# Hamilton International Tattoo



## Pvt J hodge (25 Sep 2006)

Hey, did anyone go see the Hamilton International Tattoo?    


(Edited by Moderator to clarify thread title.  And corrected spelling while I was at it.)


----------



## Pvt J hodge (25 Sep 2006)

Well if you did go to see it. What did you think of it this year? 

I'm thinking it was smaller this year then last year.        And what did you think about the Argylls beeting the R.H.L.I?


----------



## Michael OLeary (25 Sep 2006)

(Cdt) Pte.J Hodge said:
			
		

> And what did you think about the Argylls *beeting *the R.H.L.I?



Is this some strange Highland game with root vegetables?

48th Regulator?


----------



## Pte Joker (26 Sep 2006)

All I have to say is GO HIGHLANDERS ;D


----------



## HItorMiss (26 Sep 2006)

Burgoyne said:
			
		

> all i got to say is GO HIGHLANDERS ;D



That should read...

"_All I have_ to say is GO HIGHLANDERS"

See proper english really isn't that hard you just have to try


----------



## Blunt Object (26 Sep 2006)

The tatoo is just a gathering of Local bands ( A and SH of C PnD, Dundas PnD, RHLI mil band, Police bands ect...) and some iternational guests such as german bands, a few years ago there was a US Air Force honour guard that did a great silent drill routine. There is also a gun run with a C6 and the SF kit and a bunch of other stuff. I as part of the honour guard forthis years one. It's been getting smaller over the years but it is really fun.


----------



## Pvt J hodge (26 Sep 2006)

Ya it  was fun. Even if i had to be there for like 0700 h Am but i should not cry about that allot of peapole had to be there for like  0500 h


----------



## Pte Joker (26 Sep 2006)

HitorMiss said:
			
		

> That should read...
> 
> "_All I have_ to say is GO HIGHLANDERS"
> 
> See proper english really isn't that hard you just have to try




happy? ;D


----------



## HItorMiss (26 Sep 2006)

Nope, when referring to yourself the I is always capitalised.


----------



## HItorMiss (26 Sep 2006)

See you can better yourself everyday


----------



## Pvt J hodge (27 Sep 2006)

Well any way will any of you go see it next year? I wont be there I think I'm hoping to go to military school


----------



## Thompson_JM (30 Sep 2006)

I always enjoyed being a part of it, even if ended up being a loooong weekend at times...
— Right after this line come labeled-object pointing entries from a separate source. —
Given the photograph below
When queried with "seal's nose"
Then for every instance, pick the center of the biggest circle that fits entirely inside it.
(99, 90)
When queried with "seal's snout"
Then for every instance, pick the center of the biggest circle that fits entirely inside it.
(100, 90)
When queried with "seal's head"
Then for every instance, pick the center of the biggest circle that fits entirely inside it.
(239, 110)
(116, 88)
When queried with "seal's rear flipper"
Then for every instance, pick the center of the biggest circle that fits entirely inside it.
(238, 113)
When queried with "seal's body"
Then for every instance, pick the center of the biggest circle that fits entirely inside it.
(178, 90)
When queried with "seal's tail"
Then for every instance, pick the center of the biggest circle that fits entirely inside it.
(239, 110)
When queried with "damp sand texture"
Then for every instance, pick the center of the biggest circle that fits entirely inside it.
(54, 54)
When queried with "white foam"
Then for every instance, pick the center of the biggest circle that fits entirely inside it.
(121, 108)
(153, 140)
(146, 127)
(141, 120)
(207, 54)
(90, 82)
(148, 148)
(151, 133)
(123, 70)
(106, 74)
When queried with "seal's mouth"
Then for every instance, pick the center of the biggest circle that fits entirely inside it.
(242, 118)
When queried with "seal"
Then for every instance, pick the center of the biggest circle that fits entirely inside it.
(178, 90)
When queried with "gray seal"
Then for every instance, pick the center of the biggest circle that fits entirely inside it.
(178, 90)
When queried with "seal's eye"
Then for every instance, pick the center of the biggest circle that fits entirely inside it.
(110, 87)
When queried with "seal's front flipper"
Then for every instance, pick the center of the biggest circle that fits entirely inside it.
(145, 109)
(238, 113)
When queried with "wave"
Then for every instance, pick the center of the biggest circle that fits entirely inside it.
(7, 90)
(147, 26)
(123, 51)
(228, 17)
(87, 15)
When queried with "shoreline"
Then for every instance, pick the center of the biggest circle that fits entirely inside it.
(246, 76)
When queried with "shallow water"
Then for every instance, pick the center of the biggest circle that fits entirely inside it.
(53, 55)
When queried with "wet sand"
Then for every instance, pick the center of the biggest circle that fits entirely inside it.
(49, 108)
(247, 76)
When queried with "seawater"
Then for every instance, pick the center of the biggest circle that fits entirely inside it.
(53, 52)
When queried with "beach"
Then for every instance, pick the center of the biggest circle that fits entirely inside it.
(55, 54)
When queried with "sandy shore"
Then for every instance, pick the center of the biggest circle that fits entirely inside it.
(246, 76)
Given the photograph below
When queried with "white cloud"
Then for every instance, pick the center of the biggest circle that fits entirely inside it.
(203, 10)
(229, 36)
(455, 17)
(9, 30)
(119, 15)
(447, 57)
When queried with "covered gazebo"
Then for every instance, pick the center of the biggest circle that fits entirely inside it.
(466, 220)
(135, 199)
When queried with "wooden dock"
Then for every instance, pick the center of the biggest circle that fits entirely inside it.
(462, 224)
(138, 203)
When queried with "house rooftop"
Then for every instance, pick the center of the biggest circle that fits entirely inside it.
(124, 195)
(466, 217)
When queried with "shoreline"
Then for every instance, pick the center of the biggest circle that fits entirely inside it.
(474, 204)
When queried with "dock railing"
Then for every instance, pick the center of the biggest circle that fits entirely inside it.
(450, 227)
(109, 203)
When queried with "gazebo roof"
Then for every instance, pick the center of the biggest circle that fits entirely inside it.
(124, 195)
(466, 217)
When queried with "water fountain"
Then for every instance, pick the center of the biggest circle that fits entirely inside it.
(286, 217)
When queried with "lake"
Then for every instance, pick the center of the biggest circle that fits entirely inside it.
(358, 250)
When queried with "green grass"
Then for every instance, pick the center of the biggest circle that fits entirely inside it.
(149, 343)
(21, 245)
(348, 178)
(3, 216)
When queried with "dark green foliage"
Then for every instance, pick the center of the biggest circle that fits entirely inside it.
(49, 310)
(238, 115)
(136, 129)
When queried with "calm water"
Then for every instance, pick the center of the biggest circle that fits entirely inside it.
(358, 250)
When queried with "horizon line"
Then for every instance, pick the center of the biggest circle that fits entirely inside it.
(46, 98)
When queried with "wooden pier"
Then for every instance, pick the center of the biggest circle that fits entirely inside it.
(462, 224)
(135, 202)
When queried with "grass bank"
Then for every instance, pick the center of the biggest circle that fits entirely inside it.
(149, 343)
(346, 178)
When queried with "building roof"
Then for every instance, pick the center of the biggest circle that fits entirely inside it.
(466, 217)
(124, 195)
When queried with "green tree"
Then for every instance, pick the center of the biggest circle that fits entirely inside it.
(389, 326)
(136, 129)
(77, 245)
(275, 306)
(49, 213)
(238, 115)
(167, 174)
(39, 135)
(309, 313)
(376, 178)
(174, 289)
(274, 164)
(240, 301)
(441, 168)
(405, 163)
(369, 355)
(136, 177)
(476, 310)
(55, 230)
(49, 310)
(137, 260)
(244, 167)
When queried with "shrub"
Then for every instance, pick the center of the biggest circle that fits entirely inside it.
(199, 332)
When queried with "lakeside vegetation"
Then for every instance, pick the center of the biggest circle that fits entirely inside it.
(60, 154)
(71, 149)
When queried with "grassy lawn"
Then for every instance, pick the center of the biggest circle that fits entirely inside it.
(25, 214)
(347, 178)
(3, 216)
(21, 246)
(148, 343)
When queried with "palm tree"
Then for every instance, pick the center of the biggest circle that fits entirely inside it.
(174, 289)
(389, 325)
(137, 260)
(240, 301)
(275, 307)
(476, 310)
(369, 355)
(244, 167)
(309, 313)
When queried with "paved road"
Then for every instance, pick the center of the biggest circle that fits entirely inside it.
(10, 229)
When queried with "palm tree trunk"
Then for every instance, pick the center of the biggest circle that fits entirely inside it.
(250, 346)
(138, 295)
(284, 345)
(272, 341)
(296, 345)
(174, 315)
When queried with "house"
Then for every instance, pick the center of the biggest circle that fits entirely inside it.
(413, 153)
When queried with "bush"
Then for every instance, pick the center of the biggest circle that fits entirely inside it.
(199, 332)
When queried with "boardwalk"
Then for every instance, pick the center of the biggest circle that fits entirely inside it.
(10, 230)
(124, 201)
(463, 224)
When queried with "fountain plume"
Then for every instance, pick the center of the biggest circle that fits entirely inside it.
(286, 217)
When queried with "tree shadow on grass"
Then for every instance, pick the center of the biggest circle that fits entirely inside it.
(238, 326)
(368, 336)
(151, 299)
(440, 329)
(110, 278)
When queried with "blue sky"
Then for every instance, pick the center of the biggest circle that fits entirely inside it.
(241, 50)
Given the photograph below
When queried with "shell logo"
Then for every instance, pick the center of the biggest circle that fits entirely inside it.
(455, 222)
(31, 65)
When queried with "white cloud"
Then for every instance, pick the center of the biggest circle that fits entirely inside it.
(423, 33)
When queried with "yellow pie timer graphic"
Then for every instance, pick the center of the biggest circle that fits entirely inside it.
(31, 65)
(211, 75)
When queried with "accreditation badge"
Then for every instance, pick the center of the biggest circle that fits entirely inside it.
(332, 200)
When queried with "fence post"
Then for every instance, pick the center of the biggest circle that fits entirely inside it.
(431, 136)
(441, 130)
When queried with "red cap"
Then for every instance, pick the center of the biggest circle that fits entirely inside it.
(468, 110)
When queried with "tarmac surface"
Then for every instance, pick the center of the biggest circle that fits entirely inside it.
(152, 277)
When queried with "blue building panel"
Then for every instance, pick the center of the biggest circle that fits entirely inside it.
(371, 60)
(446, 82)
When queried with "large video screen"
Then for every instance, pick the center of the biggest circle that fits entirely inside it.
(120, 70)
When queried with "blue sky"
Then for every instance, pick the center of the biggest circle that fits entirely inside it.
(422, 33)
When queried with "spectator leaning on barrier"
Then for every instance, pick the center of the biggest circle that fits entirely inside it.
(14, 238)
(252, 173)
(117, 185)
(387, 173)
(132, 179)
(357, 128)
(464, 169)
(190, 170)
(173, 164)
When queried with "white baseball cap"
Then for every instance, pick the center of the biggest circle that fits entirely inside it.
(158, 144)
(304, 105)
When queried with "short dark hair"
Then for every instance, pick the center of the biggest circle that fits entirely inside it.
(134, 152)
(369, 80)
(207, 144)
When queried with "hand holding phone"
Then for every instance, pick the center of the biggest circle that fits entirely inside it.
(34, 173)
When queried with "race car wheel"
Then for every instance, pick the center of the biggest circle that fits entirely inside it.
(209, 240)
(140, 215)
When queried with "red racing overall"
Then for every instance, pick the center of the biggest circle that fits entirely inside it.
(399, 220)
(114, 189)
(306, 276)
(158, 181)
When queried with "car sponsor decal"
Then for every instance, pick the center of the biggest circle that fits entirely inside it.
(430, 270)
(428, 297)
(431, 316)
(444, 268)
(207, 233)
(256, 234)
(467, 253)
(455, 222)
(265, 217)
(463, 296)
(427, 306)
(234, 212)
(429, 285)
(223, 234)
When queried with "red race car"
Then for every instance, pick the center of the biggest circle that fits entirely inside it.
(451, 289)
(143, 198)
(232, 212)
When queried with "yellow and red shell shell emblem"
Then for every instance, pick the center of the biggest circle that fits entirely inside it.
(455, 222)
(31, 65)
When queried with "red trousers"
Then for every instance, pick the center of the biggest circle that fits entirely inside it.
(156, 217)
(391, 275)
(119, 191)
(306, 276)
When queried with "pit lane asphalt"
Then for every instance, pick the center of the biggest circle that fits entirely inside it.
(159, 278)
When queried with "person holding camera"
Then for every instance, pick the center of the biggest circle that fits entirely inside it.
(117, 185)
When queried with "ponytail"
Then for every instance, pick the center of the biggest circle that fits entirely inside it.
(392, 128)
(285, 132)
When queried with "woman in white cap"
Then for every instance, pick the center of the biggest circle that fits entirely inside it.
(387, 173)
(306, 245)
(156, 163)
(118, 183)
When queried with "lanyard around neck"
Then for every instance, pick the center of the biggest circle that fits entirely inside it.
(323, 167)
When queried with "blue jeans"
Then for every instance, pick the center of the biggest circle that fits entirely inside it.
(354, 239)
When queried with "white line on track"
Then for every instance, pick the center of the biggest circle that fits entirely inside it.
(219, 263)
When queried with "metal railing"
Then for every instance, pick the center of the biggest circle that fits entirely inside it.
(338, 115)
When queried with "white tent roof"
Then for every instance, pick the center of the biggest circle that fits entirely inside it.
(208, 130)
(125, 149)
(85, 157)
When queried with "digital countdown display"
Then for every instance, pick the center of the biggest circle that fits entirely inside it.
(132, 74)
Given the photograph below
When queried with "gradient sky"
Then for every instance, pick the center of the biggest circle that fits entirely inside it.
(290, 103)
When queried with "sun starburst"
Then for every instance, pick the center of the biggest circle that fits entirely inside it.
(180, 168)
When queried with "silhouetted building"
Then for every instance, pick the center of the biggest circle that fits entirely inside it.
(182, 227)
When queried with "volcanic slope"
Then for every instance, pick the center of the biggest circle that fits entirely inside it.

the highlight for me was the year my unit formed the honour guard for the Hon Lincon Alexander and at the end of it marched out with us, (in front of me actually)  I always enjoy it because it brings out the Silent Majority of CF Supporters.


----------



## Pvt J hodge (3 Oct 2006)

Yup, Hey you in the Argylls or R.H.L.I


----------



## MP 811 (3 Oct 2006)

read his profile.  He's in the Service Battalion.


----------



## Pvt J hodge (5 Oct 2006)

Well Thank you for posting one my first big post with out getting in dodo


----------



## gt102 (9 Oct 2006)

(Cdt) Pte.J Hodge said:
			
		

> And what did you think about the Argylls beeting the R.H.L.I?



Hodge, Hodge, Hodge...

1) As previously stated, It is 'beating' not 'beeting'.
2) Don't open that can of worms, it never ends pretty.
3) But since you already opened that can... Don't ask redundant questions, we all know Highlanders are better  :

Now, as Blunt stated, the games have been getting smaller and smaller; but at the same time they manage to keep the entertainment value. As such, the Hamilton International Tattoo is something that I will continue to attend for a great length of time into the future.


----------



## Pvt J hodge (11 Oct 2006)

Hello WO its nice to see some one i know replying to my post and Yes Highlanders Rule RHLI  never said they Rule  

*Salute* * Highlanders*


----------